Understanding Audit Results

Each audit line (fastbound.serial.audit.line) will show one of three statuses:

StatusWhat It MeansAction Required
MatchedSerial found in both your physical count and your recordsNone — everything is good
MissingSerial is in your records but was not scanned during the auditLocate the firearm immediately. If you cannot find it, report as theft/loss
ExtraSerial was scanned but does not appear in your recordsInvestigate: was the acquisition not recorded? Create the proper record

Resolving Discrepancies

  • Missing items: Search your entire premises thoroughly. Check if the firearm was recently sold or transferred and the records were not yet updated. If you truly cannot locate it, follow the Theft/Loss reporting procedure.
  • Extra items: Check if a recent acquisition was not committed to FastBound. Look for pending receipts or transfer-in records that were not confirmed. Create the acquisition record.
  • Mismatched serials: Sometimes the issue is a typo in the original record. Compare the physical serial carefully against the record and correct any data entry errors.

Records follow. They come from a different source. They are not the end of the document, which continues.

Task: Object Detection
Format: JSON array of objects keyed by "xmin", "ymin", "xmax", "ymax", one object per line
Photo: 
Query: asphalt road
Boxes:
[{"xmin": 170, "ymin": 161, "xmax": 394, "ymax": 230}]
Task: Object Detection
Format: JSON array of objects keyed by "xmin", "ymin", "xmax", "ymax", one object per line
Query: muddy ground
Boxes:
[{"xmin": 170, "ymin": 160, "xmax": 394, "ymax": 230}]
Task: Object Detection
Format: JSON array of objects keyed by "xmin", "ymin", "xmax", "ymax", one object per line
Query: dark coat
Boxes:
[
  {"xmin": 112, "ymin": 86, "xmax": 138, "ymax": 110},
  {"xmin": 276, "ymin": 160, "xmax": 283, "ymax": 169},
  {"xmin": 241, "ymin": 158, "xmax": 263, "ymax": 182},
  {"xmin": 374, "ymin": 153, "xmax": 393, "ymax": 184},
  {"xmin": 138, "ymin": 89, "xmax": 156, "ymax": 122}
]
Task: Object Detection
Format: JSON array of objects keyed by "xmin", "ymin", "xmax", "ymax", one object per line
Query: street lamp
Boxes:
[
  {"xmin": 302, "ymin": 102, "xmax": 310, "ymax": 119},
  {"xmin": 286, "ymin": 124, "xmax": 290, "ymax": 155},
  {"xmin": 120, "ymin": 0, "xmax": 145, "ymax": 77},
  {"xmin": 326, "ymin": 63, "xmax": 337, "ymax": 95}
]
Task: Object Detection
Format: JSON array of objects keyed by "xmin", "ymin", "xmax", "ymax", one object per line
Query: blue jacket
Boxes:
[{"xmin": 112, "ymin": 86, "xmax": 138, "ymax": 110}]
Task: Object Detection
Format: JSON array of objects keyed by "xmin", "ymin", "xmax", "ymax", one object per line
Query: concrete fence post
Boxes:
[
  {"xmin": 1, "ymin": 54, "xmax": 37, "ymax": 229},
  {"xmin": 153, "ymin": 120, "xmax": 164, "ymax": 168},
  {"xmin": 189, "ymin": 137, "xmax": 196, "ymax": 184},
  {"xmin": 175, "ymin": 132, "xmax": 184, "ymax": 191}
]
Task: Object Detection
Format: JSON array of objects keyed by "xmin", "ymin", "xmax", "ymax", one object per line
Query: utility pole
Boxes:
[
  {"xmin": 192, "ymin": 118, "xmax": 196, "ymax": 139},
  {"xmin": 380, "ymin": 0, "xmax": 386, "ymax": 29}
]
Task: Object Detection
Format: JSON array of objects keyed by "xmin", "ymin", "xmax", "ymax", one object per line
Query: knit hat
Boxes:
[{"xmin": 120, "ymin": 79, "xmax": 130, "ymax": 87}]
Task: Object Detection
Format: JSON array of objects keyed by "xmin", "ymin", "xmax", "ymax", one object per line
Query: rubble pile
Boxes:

Tip: Assign one person to scan and another to check the results. This "two-person" approach catches mistakes faster and is more efficient than one person doing both. For shops with 100+ firearms, plan for the audit to take 1-2 hours.

ATF Readiness: If an ATF inspector asks you to account for specific serial numbers, you need to produce the physical firearm or explain where it went (sold, transferred, stolen/lost). Regular serial audits mean you already know the status of every item. Do not wait for an inspection to discover problems — by then it is too late to fix them without consequences.